Community Corner

Moonlighting Mayor

April Capone is teaching her public life at Gateway.

The mayor has a new gig. Every Monday at 7 p.m. she hits the classroom to pass on her passion and know-how of American government.

“It’s something I’ve always wanted to do but never had the opportunity,” said Mayor April Capone. She started teaching the three-credit course at Gateway Community College two weeks ago.

“I’m inspiring my students to take a more active role in their government. It doesn’t necessarily mean I want them all to run for office,” she said. “Just to be active and aware of what their government does.”

Asked if teaching will take away from her mayor job, she said, “Oh, no. I think it adds to it. First of all, it’s after hours. It gives me an opportunity to be an ambassador for East Haven in the academic field.”.

Capone brings a mixed background of learning and doing to her government class. She has five years of experience as an elected official -- two on the Town Council and the last three in the mayor’s office. Her academic resume reads a bachelor’s from the University of New Haven, an MBA from Southern Connecticut State University and a current associate fellowship at Yale-Branford College.

The mayor and her sister, Tammy Capone, who also has an MBA, are apparently the academic superstars of the family.

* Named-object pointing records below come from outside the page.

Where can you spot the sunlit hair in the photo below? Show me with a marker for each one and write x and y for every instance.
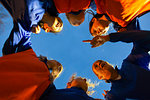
(91, 85)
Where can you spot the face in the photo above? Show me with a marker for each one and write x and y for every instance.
(102, 70)
(58, 25)
(51, 23)
(99, 27)
(78, 82)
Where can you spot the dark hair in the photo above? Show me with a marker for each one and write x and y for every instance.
(91, 22)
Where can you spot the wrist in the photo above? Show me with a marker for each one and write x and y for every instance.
(107, 38)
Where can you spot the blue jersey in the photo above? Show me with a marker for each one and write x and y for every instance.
(135, 71)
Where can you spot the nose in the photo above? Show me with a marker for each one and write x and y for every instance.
(85, 79)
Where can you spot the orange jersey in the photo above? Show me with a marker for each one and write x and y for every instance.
(22, 76)
(122, 11)
(65, 6)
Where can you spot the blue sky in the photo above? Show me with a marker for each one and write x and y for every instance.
(76, 57)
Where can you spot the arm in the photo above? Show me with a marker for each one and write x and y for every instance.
(130, 36)
(139, 37)
(112, 97)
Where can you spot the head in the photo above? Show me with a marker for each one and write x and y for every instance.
(76, 19)
(51, 23)
(53, 65)
(98, 25)
(78, 82)
(103, 70)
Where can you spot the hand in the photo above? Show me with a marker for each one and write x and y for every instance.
(56, 68)
(36, 29)
(105, 92)
(97, 41)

None of their grandparents finished high school and their parents didn’t go beyond East Haven High School. But according to the mayor, their mother, Judy Capone, drilled into the sisters' heads from a very early age that they must go to college. They had no choice.

Except that learning was a challenge for April Capone and she said she didn‘t know why.

“I had to take algebra three times in college before passing the course,” she said. “I had a problem with every math class since learning my multiplication tables when I was in the third grade.”

It apparently wasn’t due to a low IQ or an ineptitude for math, but to dyslexia. She said she wasn’t diagnosed until college. Beforehand, Capone said she blamed herself for her learning problems, believing she wasn’t “trying hard enough.”

Inverting numbers is just one of the consequences of her learning disability; she also has a hard time getting from point A to point B. “I live by my GPS,” said Capone. “I get lost easily. You learn how to really pay attention to your surroundings and learn the landmarks.”

Her GPS likely comes in handy when the college instructor moonlights, but probably not needed when the mayor goes to her day job.